From: Simon Marlow <simonmar@microsoft.com>
Date: Wed, 12 Apr 2006 14:42:47 +0000 (+0000)
Subject: Fix a bug in optimising division to shift right
X-Git-Tag: Before_FC_branch_merge~552
X-Git-Url: http://git.megacz.com/?p=ghc-hetmet.git;a=commitdiff_plain;h=91a9aeebdf06c8c47a3b0eaf48ef297e7d460601

Fix a bug in optimising division to shift right
Division by an integral log2 can't be directly optimised to a shift
right, because shift right behaves like a division that rounds to
negative infinity, whereas we want one that rounds to zero.  Fix this
by adding (divisor-1) to the dividend when it is negative before
shifting.  We do this without jumps, generating very slightly worse
code than gcc, which uses conditional moves on CPUs that support it.
---

diff --git a/compiler/cmm/CmmOpt.hs b/compiler/cmm/CmmOpt.hs
index c454ff4..a23a46f 100644
--- a/compiler/cmm/CmmOpt.hs
+++ b/compiler/cmm/CmmOpt.hs
@@ -385,14 +385,37 @@ cmmMachOpFold mop args@[x, y@(CmmLit (CmmInt 1 rep))]

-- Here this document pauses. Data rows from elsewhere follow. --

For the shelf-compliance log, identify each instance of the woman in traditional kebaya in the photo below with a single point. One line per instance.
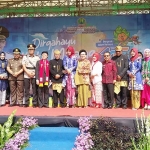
(96, 79)
(82, 79)
(42, 73)
(135, 83)
(70, 65)
(3, 78)
(145, 100)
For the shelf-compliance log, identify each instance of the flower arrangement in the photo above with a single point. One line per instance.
(15, 136)
(143, 127)
(84, 139)
(104, 134)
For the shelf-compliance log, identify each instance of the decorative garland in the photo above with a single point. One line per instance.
(16, 136)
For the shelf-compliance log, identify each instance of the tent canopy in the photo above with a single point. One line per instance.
(39, 8)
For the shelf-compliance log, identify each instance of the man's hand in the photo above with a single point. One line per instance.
(114, 81)
(37, 82)
(147, 79)
(68, 71)
(31, 74)
(131, 75)
(118, 78)
(15, 74)
(57, 76)
(64, 71)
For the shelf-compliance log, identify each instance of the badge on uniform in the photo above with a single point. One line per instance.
(3, 65)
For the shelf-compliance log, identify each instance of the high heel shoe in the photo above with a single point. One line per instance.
(146, 107)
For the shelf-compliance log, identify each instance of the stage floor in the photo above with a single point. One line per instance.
(73, 112)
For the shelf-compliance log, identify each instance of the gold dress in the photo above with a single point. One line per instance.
(82, 80)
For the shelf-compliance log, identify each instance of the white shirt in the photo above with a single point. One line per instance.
(96, 69)
(25, 61)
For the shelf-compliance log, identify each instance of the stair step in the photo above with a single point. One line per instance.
(52, 138)
(53, 134)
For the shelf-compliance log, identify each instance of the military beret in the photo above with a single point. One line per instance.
(57, 51)
(82, 50)
(46, 52)
(16, 51)
(118, 48)
(31, 46)
(4, 33)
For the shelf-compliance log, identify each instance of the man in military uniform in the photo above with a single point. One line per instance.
(29, 64)
(4, 34)
(56, 69)
(120, 88)
(15, 70)
(42, 80)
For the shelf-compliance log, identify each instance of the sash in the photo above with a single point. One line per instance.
(44, 66)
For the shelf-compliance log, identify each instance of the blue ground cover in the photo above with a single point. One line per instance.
(52, 138)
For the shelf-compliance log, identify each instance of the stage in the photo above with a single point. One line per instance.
(69, 116)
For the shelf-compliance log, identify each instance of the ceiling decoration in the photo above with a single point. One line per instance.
(52, 8)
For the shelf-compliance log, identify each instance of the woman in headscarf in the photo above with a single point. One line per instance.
(3, 78)
(135, 83)
(96, 79)
(70, 65)
(82, 79)
(145, 100)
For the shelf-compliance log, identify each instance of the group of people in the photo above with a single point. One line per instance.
(76, 80)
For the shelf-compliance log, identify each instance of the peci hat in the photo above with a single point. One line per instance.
(118, 48)
(57, 51)
(16, 51)
(31, 46)
(46, 52)
(4, 33)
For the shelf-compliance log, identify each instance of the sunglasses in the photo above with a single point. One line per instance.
(106, 55)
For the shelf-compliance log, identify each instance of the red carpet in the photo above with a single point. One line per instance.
(6, 111)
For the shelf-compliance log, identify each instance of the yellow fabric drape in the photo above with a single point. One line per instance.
(57, 86)
(135, 98)
(118, 85)
(83, 94)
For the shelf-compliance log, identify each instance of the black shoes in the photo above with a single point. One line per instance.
(110, 107)
(20, 105)
(12, 105)
(118, 106)
(124, 107)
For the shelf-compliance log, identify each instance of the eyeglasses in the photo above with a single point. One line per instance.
(106, 55)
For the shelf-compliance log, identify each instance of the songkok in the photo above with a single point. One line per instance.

 cmmMachOpFold mop args@[x, y@(CmmLit (CmmInt n _))]
   = case mop of
     	MO_Mul rep
-           -> case exactLog2 n of
-                 Nothing -> unchanged
-                 Just p  -> CmmMachOp (MO_Shl rep) [x, CmmLit (CmmInt p rep)]
+	   | Just p <- exactLog2 n ->
+                 CmmMachOp (MO_Shl rep) [x, CmmLit (CmmInt p rep)]
     	MO_S_Quot rep
-           -> case exactLog2 n of
-                 Nothing -> unchanged
-                 Just p  -> CmmMachOp (MO_S_Shr rep) [x, CmmLit (CmmInt p rep)]
-    	other 
+	   | Just p <- exactLog2 n, 
+	     CmmReg _ <- x ->	-- We duplicate x below, hence require
+				-- it is a reg.  FIXME: remove this restriction.

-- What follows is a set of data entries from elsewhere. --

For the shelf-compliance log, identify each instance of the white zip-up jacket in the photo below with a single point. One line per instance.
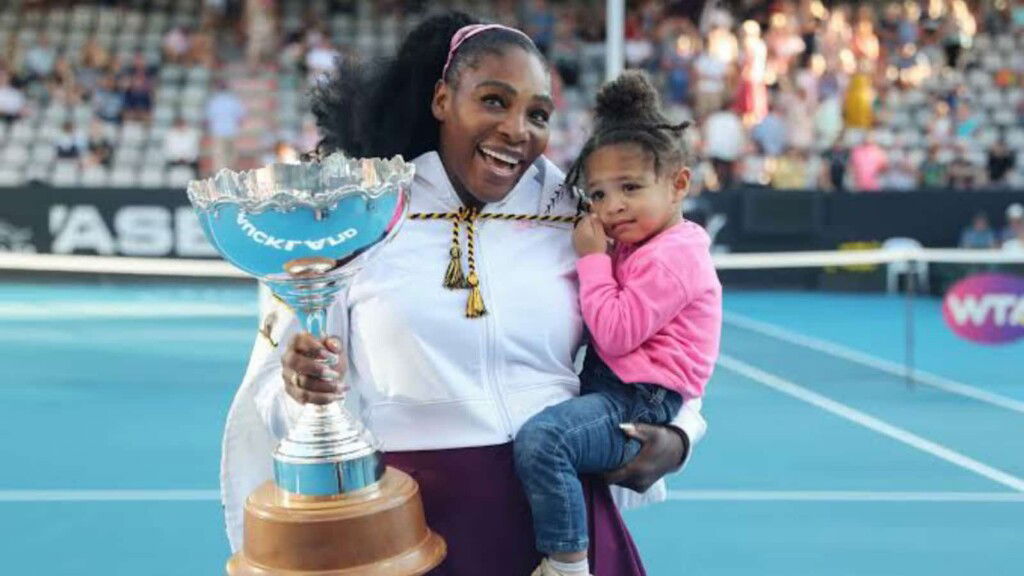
(422, 375)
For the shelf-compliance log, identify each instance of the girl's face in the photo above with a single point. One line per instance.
(632, 201)
(494, 123)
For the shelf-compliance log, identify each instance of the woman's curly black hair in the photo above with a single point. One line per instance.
(380, 109)
(629, 112)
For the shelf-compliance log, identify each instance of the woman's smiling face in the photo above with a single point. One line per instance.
(494, 122)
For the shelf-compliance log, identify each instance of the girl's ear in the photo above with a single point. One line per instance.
(441, 100)
(681, 184)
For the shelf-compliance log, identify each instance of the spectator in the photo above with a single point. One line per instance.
(771, 132)
(859, 105)
(827, 122)
(540, 25)
(934, 173)
(711, 75)
(867, 160)
(175, 45)
(321, 59)
(40, 58)
(964, 174)
(967, 122)
(99, 147)
(223, 115)
(752, 169)
(260, 31)
(723, 137)
(12, 105)
(62, 83)
(181, 145)
(899, 175)
(1015, 222)
(752, 97)
(979, 235)
(791, 171)
(70, 142)
(940, 129)
(837, 160)
(800, 124)
(138, 97)
(108, 100)
(1000, 163)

+		-- shift right is not the same as quot, because it rounds
+		-- to minus infinity, whereasq uot rounds toward zero.
+		-- To fix this up, we add one less than the divisor to the
+		-- dividend if it is a negative number.
+		--
+		-- to avoid a test/jump, we use the following sequence:
+		-- 	x1 = x >> word_size-1  (all 1s if -ve, all 0s if +ve)
+		--      x2 = y & (divisor-1)
+		--      result = (x+x2) >>= log2(divisor)
+		-- this could be done a bit more simply using conditional moves,
+		-- but we're processor independent here.
+		--
+		-- we optimise the divide by 2 case slightly, generating
+		--      x1 = x >> word_size-1  (unsigned)
+		--      return = (x + x1) >>= log2(divisor)
+		let 
+		    bits = fromIntegral (machRepBitWidth rep) - 1
+		    shr = if p == 1 then MO_U_Shr rep else MO_S_Shr rep
+		    x1 = CmmMachOp shr [x, CmmLit (CmmInt bits rep)]
+		    x2 = if p == 1 then x1 else
+			 CmmMachOp (MO_And rep) [x1, CmmLit (CmmInt (n-1) rep)]
+		    x3 = CmmMachOp (MO_Add rep) [x, x2]
+		in
+                CmmMachOp (MO_S_Shr rep) [x3, CmmLit (CmmInt p rep)]
+    	other
            -> unchanged
     where
        unchanged = CmmMachOp mop args